12  Community Detection and Modularity Maximization

Open the live notebook in Google Colab here.

In a previous lecture, we introduced the idea of assortativity in networks. Roughly, a network is assortative with respect to some attribute if nodes which share that attribute are more likely to be connected to each other than to nodes without that attribute.

Our data for this set of lecture notes is a data set of social interactions between students at a French high school in 2012. The data was collected by Fournet and Barrat (2014) as part of the SocioPatterns project. Students were given wearable sensors which would ping when two students were in close proximity and facing each other. Each of these pings is an edge in the raw data, although in our processing for this lecture we simplify the data set down so that there is an edge between each pair of students who interacted at all during the data collection period.

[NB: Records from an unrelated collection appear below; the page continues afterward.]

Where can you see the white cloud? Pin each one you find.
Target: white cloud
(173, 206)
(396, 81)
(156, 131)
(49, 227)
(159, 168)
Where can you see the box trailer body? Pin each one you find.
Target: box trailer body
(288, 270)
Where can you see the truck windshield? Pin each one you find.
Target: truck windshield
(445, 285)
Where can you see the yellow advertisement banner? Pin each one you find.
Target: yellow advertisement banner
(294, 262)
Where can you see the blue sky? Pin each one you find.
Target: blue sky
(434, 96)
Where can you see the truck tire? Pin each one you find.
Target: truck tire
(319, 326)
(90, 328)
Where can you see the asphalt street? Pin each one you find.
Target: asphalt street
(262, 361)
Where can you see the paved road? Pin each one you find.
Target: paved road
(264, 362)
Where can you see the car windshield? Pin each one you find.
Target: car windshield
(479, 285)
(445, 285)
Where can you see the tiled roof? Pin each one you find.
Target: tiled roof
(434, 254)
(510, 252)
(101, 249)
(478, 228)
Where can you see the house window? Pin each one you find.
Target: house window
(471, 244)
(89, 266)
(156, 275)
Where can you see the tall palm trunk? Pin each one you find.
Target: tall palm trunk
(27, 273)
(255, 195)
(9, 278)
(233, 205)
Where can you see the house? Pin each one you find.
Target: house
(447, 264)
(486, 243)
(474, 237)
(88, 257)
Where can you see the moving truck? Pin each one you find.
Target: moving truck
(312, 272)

In this high school, students were tracked into one of five classes:

  1. MP*1 and MP*2 were two classes focusing on mathematics and physics.
  2. PC and PC* were two classes focusing on physics and chemistry.
  3. PSI* was one class focusing on engineering.

We might reasonably expect that students in the same class would interact more with each other than with students in other classes. Let’s acquire the data and visualize the network to begin to develop a feel for this idea.

Show code
import pandas as pd
import numpy as np
import networkx as nx
from matplotlib import pyplot as plt
from matplotlib.lines import Line2D # for legend later
plt.style.use('seaborn-v0_8-whitegrid')

def unweight(G):
    for source, target in G.edges():
        G[source][target]['weight'] = 1
    return G

def acquire_contact_data():
    url = "https://raw.githubusercontent.com/network-science-notes/network-science-notes.github.io/refs/heads/main/data/contact-high-school.csv"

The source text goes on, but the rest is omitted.